Beijing (Reuters)
China’s central bank plans to enhance its monetary policy strategies and gradually adjust treasury bond transactions, as stated in its second-quarter monetary policy report.
Key Points
- The People’s Bank of China (PBOC) aims to lower financing and credit costs for companies and households, ensuring that the monetary policy remains “flexible, moderate, precise, and effective.”
- The bank intends to manage credit growth and maintain liquidity levels.
- It will monitor long-term bond yields during economic recovery and conduct stress tests on financial institutions to mitigate interest rate risks.
- The PBOC intends to improve its methods of monetary base injection and gradually increase government bond trading in the open market.
- Observations of foreign central bank policies will also be a focus.
Economic Context
China’s second-quarter economic growth fell short of expectations, impacted by a property downturn and slow domestic demand. Mixed signals emerged from July’s economic indicators.
Interest Rates and the Yuan
The central bank plans to adjust the interest rate corridor and clearly signal any changes to the market. Recent measures include employing temporary repos to enhance open market operations.
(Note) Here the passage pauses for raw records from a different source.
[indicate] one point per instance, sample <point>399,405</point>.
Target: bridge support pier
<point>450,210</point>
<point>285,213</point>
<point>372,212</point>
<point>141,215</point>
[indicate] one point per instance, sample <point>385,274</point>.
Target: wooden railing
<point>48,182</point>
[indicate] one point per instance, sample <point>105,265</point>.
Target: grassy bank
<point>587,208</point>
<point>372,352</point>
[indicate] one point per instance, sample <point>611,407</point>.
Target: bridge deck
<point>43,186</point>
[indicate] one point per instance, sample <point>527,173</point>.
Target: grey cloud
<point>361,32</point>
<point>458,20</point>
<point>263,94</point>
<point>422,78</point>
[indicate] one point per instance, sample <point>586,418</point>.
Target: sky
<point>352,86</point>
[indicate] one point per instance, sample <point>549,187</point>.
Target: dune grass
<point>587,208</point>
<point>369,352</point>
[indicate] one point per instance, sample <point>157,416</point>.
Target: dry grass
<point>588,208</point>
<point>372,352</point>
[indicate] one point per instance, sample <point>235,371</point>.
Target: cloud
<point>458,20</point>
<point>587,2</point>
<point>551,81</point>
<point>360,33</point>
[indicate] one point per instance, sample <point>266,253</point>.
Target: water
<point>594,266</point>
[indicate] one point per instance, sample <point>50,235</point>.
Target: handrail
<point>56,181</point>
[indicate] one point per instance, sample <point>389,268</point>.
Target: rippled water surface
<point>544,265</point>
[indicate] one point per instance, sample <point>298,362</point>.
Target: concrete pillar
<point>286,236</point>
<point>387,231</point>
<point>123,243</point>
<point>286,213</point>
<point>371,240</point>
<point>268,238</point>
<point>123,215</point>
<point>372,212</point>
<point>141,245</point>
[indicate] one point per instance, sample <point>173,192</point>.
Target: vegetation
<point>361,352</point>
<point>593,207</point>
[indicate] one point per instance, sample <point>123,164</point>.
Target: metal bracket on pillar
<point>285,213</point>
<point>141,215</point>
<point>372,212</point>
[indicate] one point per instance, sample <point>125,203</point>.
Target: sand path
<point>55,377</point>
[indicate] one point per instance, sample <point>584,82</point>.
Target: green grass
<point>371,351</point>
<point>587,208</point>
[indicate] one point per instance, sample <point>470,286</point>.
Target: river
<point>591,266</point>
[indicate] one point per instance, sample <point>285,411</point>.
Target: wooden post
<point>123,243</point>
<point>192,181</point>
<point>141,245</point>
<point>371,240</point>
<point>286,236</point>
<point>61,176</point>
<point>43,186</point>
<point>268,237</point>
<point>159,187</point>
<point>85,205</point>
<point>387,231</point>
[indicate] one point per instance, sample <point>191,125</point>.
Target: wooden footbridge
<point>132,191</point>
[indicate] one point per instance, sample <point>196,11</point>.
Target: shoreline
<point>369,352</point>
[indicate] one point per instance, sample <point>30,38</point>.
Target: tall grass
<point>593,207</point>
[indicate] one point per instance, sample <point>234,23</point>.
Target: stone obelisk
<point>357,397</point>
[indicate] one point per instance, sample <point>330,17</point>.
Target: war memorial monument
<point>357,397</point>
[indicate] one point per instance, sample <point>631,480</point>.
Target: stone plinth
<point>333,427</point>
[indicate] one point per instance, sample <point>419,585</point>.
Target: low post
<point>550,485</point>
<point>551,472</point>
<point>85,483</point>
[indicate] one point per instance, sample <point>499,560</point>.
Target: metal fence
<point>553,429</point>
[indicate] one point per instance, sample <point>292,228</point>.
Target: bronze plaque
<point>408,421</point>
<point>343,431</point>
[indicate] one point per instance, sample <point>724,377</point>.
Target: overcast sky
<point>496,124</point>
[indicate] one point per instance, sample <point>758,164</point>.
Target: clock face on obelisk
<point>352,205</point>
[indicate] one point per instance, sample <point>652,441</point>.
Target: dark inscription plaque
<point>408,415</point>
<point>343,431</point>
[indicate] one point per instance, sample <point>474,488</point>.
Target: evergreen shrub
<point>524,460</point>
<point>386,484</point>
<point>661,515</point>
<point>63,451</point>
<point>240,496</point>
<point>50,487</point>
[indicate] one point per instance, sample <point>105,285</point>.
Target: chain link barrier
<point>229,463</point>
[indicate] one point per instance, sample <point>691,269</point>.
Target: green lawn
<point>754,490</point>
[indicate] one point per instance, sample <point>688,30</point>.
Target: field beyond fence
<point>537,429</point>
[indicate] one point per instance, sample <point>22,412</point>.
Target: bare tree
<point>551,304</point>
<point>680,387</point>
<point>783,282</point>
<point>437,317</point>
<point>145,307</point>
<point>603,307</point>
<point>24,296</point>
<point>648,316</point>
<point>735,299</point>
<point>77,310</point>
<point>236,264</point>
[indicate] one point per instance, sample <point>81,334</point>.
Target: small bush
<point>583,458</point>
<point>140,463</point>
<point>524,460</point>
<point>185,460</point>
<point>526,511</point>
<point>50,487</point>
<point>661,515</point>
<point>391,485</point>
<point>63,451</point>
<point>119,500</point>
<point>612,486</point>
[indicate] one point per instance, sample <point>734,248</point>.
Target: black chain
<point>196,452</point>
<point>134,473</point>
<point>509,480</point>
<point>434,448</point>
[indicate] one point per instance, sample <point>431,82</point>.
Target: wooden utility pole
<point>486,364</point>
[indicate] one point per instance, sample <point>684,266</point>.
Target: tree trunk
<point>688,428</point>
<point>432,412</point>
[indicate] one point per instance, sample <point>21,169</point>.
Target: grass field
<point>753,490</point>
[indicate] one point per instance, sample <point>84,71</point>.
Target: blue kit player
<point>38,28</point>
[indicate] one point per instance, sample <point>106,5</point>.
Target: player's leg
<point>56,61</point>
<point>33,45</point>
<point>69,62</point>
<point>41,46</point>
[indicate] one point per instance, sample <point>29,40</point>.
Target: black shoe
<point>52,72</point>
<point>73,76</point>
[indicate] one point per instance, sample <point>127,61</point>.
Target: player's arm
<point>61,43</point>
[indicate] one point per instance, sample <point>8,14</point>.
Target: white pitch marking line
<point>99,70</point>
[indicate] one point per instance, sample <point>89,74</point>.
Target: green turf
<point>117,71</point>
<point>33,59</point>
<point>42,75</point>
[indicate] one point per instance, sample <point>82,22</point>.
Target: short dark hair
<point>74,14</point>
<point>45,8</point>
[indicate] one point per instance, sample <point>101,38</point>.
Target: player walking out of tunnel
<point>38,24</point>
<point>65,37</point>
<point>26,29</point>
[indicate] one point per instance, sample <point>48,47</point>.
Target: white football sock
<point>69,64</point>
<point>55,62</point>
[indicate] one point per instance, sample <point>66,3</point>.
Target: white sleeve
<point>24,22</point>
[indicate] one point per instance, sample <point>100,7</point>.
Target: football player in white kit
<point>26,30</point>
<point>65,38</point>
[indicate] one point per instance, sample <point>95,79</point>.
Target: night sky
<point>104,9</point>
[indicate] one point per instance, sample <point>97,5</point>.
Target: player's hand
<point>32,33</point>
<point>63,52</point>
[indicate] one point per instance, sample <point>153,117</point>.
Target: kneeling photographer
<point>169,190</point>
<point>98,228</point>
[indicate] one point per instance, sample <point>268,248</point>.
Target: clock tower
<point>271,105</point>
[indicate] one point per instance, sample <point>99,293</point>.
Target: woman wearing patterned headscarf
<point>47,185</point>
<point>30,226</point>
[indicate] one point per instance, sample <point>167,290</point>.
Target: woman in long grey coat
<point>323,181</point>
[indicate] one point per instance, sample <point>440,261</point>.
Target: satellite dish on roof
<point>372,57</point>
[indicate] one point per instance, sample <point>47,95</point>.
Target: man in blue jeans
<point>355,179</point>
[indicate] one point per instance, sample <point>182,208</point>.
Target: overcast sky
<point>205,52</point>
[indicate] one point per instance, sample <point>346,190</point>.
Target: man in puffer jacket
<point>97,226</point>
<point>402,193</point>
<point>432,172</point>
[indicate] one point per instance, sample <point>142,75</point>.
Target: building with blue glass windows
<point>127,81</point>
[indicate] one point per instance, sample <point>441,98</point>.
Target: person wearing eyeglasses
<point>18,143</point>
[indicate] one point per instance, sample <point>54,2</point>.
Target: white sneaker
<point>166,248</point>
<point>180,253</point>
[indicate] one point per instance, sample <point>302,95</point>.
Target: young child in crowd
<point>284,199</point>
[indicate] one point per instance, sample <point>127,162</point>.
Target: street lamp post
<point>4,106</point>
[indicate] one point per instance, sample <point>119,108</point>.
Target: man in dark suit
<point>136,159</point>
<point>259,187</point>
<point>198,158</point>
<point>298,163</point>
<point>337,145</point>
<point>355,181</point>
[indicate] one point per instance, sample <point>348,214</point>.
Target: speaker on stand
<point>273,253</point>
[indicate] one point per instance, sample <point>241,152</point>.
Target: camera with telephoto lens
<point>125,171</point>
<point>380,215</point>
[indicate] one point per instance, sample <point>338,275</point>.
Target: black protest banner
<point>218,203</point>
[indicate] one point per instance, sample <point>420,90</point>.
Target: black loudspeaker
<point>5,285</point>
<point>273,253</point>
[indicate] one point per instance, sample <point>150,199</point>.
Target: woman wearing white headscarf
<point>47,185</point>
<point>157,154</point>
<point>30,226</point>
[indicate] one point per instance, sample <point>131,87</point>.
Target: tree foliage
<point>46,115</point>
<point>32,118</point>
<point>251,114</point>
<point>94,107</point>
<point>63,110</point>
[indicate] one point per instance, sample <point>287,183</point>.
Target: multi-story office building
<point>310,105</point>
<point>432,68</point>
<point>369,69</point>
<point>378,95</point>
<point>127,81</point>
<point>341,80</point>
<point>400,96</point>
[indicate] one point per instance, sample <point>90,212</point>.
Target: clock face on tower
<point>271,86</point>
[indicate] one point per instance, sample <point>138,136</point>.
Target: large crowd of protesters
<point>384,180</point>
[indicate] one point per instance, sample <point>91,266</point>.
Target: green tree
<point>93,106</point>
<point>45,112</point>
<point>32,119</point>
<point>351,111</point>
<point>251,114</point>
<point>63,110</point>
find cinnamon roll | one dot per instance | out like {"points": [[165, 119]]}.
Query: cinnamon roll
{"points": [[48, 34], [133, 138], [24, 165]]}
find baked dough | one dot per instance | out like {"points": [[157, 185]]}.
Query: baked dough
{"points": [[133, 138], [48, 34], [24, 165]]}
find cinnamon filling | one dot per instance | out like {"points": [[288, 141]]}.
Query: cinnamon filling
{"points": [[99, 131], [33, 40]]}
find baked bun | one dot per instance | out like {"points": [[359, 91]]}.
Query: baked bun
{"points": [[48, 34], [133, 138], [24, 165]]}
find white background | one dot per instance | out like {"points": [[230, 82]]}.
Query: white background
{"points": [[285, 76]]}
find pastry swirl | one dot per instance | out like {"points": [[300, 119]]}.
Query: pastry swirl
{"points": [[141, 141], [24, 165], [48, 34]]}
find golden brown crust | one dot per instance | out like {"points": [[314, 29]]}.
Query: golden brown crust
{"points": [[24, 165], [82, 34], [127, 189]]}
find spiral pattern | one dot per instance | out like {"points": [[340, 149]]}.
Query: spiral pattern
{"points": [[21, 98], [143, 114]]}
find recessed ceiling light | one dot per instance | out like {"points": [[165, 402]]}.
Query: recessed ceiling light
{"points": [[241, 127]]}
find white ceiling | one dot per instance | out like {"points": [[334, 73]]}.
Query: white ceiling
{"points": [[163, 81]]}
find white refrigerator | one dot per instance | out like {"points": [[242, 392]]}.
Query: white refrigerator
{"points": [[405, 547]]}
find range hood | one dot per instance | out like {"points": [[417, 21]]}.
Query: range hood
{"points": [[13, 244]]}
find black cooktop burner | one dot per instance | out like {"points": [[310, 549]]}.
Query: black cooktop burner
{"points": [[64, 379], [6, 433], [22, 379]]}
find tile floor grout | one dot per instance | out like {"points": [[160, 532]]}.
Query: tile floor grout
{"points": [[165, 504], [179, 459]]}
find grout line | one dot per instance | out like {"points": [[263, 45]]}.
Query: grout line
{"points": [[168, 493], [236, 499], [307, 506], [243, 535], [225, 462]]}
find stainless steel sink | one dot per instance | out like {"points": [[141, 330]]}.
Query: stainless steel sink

Regarding the Chinese yuan, the PBOC aims to prevent unilateral expectations and curb risks of excessive exchange rate fluctuations, with the yuan appreciating this month amid broader market changes.
Property Sector Support
To stabilize the property sector, the PBOC will increase support for construction activities and affordable housing development, while maintaining price stability and moderate inflation in its monetary policy—key concerns highlighted given recent increases in consumer prices due to supply disruptions and ongoing producer deflation.